Two weeks later we were drinking coffee at Brodies in Moffat. Such is Turner’s enthusiasm that, quite casually, he pointed out of the window to an old graveyard opposite, remarking “Did you know that John Loudon Macadam, the inventor of the Macadam road surface – later to become tarmacadam – is buried in there?” I did not, but it was so typical of the interesting factoids that are sprinkled through any conversation with Turner or Watson. We took a drive into the surrounding countryside exploring corners of an area I have lived in for over thirty years and thought I knew reasonably well. We stopped at the Grey Mare’s Tail waterfall and climbed the hillside to get a better view of this stunning example of a hanging valley. On the way Turner nodded towards an innocuous mound in the landscape, “That used to be a Roman Fort.”At every juncture I picked up another morsel of information.
Although Solway Tours uses larger vehicles when necessary, the company has its own seven-seat vehicle, with its main aim is to offer unique bespoke tours for small groups or families. Watson laughs as she recollects the company’s first ever trip, “It was on Valentine’s Day, 2015, for a group of women and was called Castles, Cakes and Cava. We all had a great time and appropriately enough ended up at Sweetheart Abbey.” Fifteen months down the line, business is booming. Initially, they thought that work would be divided equally between local history tours and tailor-made ancestral trips. That has not been the case, with over ninety-five percent of their customers seeking ancestral, family-history tours. Many of these clients are overseas visitors with Scottish connections who want to explore their roots in a more personal way than the average Scottish travel tour will provide. This is perfect for Turner and Watson, who love nothing better than delving into new lines of research. Armed with nothing more than some basic genealogical information they will ‘flesh out the facts’ adding locations, backgrounds and layers of additional history. This is all done in advance of any tour.
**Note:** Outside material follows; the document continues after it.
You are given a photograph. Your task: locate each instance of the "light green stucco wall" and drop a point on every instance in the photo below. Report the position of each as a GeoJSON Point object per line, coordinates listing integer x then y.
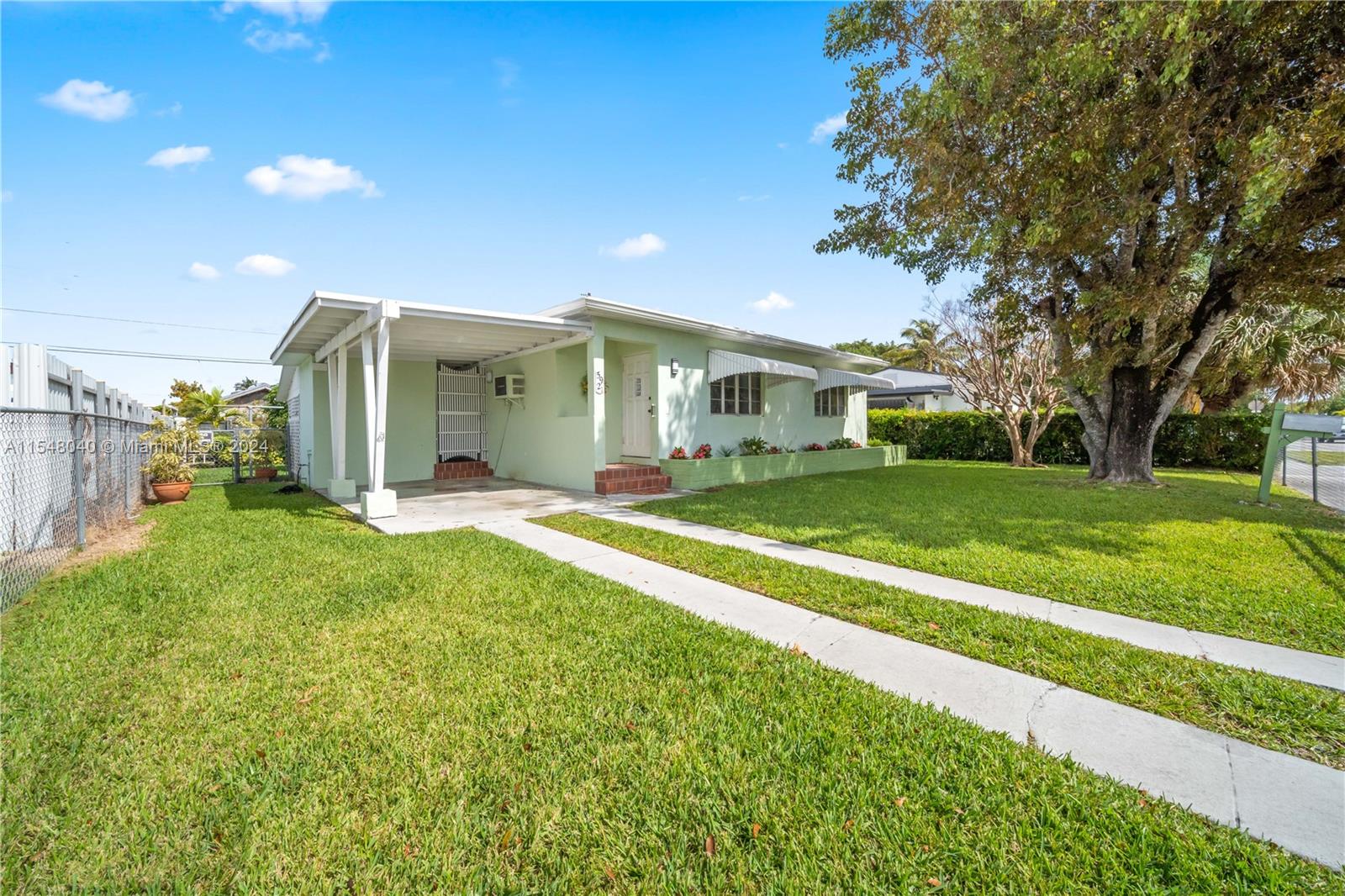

Once prepared, they collect clients from airports, cruise ships, hotels or anywhere else in the UK. Tours last for as long, or short, a period of time as required, and can cover as large a geographic area as necessary. They have taken visitors as far north as Orkney, and on four occasions have travelled to Ireland. For longer tours, accommodation can be arranged en-route.They are happy to provide an overview of Scottish history and take in any of the major landmarks as well as concentrating on more personal stories. Spend time in their company and you will be transported on a journey across the centuries captivated by the unusual, hidden gems of a nation’s history, or that of your own family. Be prepared to be amazed, to laugh and to cry all in one day – I speak from personal experience.
Solway Tours is the only operator offering bespoke tours of this nature in southwest Scotland, and Turner and Watson pride themselves not only on being one of the best in the country, but also having been awarded 5-star status from Visit Scotland.
On the way back to Moffat we stopped by the Devil’s Beef Tub and gazed down into this huge natural depression in the landscape. In the late afternoon sunshine it was impressive and I would have settled for that until Turner pointed to the hill on the opposite side, “A covenanter was shot there.” Watson looks down into the bottom of the bowl, “And that’s where the Border Reivers used to hide their stolen cattle.”
I had only spent a couple of hours in their company and had seen how history could come alive in the right hands. I wished I could have gone back in time and brought along some of my old history teachers to show them how its done.